Health insurance literacy is an issue in America. Five years ago, the Kaiser Family Foundation found that only 4% of people could correctly answer a ten question survey about health insurance terms and concepts.
This begs the question: Is a lack of health insurance literacy linked with negative health behaviors? A JAMA Network study suggests that this is the case. In February 2016, 506 U.S. residents participated in an online survey. These individuals were 18 years old and older, and they had current health insurance coverage. The findings suggested that opportunities exist for health plans to educate members about health insurance basics.
Consider the survey results:
- Nearly one third (29.6%) of respondents indicated that they had delayed or foregone healthcare due to the cost in the past 12 months. Those with higher levels of insurance literacy were less likely to delay or avoid preventive and non-preventive care.
- Low levels of health insurance literacy are more common among individuals with low socioeconomic status, racial or ethnic minorities, and people who were previously uninsured.
- Individuals with high deductible health plans had higher levels of avoidance of preventive and non-preventive care.
To address these issues, the study authors suggested that health plans should develop simple communications to make important health insurance concepts more accessible. They also recommended engaging individuals and educating them that recommended preventive services are exempt from out-of-pocket costs.
These types of communications are more important than ever, now that the nation is facing the COVID-19 pandemic. Many people are unaware of what services are available to them, if they suspect they may have contracted the illness or even if they develop other medical issues that need attention.

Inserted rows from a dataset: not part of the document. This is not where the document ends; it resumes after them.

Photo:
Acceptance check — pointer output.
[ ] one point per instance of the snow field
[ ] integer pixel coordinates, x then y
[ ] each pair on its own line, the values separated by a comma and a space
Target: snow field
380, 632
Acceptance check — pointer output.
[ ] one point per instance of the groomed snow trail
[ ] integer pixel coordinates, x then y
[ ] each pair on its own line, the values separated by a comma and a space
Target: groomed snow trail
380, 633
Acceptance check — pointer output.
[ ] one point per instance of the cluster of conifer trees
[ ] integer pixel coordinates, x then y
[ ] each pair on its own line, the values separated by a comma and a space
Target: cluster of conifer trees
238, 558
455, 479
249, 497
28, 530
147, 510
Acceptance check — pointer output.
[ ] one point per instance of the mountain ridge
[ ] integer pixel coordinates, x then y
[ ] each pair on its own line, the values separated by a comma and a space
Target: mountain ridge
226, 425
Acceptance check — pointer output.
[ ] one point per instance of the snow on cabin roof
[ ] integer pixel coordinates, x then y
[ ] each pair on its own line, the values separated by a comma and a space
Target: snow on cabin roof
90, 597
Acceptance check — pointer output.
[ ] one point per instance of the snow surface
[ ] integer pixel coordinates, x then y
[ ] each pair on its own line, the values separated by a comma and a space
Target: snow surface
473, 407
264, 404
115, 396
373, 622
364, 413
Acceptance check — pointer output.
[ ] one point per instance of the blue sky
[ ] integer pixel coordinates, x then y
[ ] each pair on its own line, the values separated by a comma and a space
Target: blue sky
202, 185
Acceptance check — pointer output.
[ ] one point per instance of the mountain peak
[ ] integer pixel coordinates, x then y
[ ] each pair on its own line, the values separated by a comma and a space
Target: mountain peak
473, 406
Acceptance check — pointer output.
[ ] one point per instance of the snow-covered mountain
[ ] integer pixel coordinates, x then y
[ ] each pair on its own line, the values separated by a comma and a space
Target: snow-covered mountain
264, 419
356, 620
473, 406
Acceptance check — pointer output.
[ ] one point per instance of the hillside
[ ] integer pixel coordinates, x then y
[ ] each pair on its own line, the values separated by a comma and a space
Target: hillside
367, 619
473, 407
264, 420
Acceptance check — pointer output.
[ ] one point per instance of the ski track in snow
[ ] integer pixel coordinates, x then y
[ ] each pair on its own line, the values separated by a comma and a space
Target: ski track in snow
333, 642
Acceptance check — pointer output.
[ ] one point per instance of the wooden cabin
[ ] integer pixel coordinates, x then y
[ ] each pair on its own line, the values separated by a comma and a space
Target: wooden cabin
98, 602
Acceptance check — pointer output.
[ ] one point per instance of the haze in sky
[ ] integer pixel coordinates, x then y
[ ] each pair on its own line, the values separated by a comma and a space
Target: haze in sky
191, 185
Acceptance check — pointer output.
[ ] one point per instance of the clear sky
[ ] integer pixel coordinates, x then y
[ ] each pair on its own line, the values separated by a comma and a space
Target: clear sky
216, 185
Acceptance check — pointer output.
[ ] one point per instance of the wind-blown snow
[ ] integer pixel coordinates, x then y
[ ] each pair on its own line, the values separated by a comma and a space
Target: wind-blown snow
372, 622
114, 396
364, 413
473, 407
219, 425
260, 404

New member onboarding programs are a great opportunity for plans to answer basic questions such as:
- Whether there is a premium payment, when it is due, and how it gets paid
- What the copays are and whether there is a deductible
- How members maintain coverage
- Whether members need to renew once a year
- Whether members need to attest to working or volunteering each month
Onboarding is also an ideal time to educate members about the importance of having a primary care physician, what telehealth services are available if communities are sheltering in place, and when to use urgent care. HMS’ health engagement solution helps health plans reach out to members using multi-modal communications such as email, text message, IVR phone calls, and direct mail. These campaigns can be tailored to each member’s communication preferences. In addition, messages can be provided in Spanish – these are always based on cultural considerations, not just direct translations.
Member communication throughout the year is a great way to stay on top of members’ health issues, as well as the best ways to reach them. This is particularly important for Medicaid beneficiaries who tend to move more often than others. A recent article in Kaiser Health News reported that in Colorado alone, 15% of 12 million letters from public assistance programs never reach the intended recipients and are returned. This same dynamic occurs throughout the United States and it’s likely a contributor to decreases in Medicaid enrollment. Experts suggest that individuals dropped from Medicaid rolls often aren’t even aware of the problem until they go to seek care.
With member permission, HMS Eliza enables health plans to reach out via text message or email with important information. For a Medicaid member, this could mean the difference between losing coverage and staying on track with important health services.
Communicating proactively with members can not only improve health insurance literacy, it can also break the cycle of negative health behaviors and Medicaid churn.